Let $f(x)=c$, where $c$ is some constant number, and suppose that the domain of $f$ is the real numbers. Then we can take the limit as $x$ approaches some value, say for example $$\lim_{x\rightarrow0}f(x).$$

Then by definition $f(x)=c \hspace{0.1cm}$ for all $x$, so in particular $$\lim_{x\rightarrow0}f(x)=c.$$

Notice that the value of the function $f$ is constant, but the value of the independent variable $x$ changes.

  • 1
    $\begingroup$ It is still right to say f approaches c, even when f is constantly c. Draw a picture of the graph of $f(x)=3$. It is a horizontal line at height 3. Taking the limit as x approaches 0 is like sliding your finger towards 0 from the left or right along the graph. The x values get closer and closer to 0 and the f values “get closer and closer to 3”, even though in this case the f values are always 3. $\endgroup$
    – M_B
    Sep 19, 2018 at 3:37
  • $\begingroup$ @مُحَمَّدْ It doesn't need to approach -- it's already there! $\endgroup$ Sep 19, 2018 at 14:08
  • $\begingroup$ David yes it is already there. Mathematically already being there is a special kind of ‘approaching’ where the distance to the target is always 0. This is how we use the word approach in math, even if it seems awkward when compared to your intuition about what it means. $\endgroup$
    – M_B
    Sep 19, 2018 at 16:57

First let's face the fact there may be more than one limit definition depending on the space in which you operate. For example a limit of a function for a given element of domain where both domain and codomain have some measure you'll likely go with the $\epsilon - \delta$ definition while if you're talking about a limit of an infinite sequence you need to have the sequence definition. They are related but not exactly the same.

The quote you cite from this Wikipedia article that you're referring to uses some textual explanation to make it easier to grasp the idea of a limit but it is not exact in mathematical terms. This is supposed to only make it easier to understand the idea.

Now if you wanted to somehow define the "approach" meaning you'd have to look at the definition of the limes. Regardless of the chosen definition you have (rephrased to a bit more common English):

$c$ is a $\lim$ of $f$ in (something - either an element in your domain or something that is next to your domain) if regardless how close you want to be to $c$ (by selecting an $\epsilon > 0$ you can define some conditions narrowing which element $x$ you are allowed to pick from your domain - close to where you want to be in your domain so that for any $x$ from your domain selected in that way it is true that you are as close to the $c$ as you wanted to be, i.e.

$|f(x) - c| < \epsilon$

This is not an actual quote, it's a generalization-rephrasing.

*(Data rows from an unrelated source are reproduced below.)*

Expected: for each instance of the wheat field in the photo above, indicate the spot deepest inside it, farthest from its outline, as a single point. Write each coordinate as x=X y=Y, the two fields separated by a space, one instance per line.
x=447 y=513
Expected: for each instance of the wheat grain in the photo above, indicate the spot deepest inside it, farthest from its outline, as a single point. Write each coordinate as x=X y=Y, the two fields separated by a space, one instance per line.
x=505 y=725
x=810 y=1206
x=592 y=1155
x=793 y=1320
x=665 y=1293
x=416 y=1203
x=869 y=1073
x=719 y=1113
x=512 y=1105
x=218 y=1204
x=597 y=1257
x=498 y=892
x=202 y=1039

So still using a common English explanation if you get close in your domain to some $x_0$ you will be close to some $c$ in your codomain. If you are in $c$ already you are also very, very close.

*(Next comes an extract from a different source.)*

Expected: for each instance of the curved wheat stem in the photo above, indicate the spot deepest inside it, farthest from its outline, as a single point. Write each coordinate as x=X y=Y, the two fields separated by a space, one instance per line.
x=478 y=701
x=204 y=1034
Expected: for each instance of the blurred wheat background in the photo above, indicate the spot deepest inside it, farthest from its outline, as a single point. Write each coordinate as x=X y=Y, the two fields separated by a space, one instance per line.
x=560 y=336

Now there is nothing about approaching here, but in most cases most of your values even near your $x_0$ produce a value different than $c$ so using the term approach make it easier for the reader to understand. Yet if you're already in $c$ technically you don't approach it, but it doesn't invalidate the definition. So if you wan't to properly define approach you'd have to say you're either getting very close to the point or you are already there.

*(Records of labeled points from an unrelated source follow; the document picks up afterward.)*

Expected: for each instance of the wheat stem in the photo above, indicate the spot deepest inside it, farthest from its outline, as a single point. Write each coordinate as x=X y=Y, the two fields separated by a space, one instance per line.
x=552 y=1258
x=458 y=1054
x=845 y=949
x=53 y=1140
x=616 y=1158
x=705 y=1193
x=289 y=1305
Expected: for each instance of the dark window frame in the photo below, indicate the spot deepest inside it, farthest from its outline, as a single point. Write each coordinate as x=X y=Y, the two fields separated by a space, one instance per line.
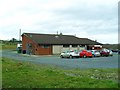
x=66 y=46
x=45 y=46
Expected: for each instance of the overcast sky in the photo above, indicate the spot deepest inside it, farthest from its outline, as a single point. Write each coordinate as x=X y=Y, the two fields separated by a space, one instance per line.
x=93 y=19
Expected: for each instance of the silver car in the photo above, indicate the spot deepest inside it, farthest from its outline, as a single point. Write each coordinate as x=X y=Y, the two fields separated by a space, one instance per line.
x=69 y=54
x=95 y=53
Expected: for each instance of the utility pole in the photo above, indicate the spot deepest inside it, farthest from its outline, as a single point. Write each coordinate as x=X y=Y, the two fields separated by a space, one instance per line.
x=19 y=35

Note that your function may jump to $c$ sometimes and then get out of it. As long as you don't get away too far, you're still approaching $c$. But the common sense understanding of approach is different so you need to be careful not to confuse the precise mathematical and common sense meaning.


When trying to describe math in a common language, to make it understandable you use some simplification and loose actual math precision. You need to account that. Especially sources like Wikipedia should be treated with a grain of salt in such informal descriptions.

Terms written in script are not strict mathematical terms. Those terms are replaces with strict definitions/conditions but those definitions/conditions are sometimes difficult to grasp. I deliberately didn't want to use strict math terms.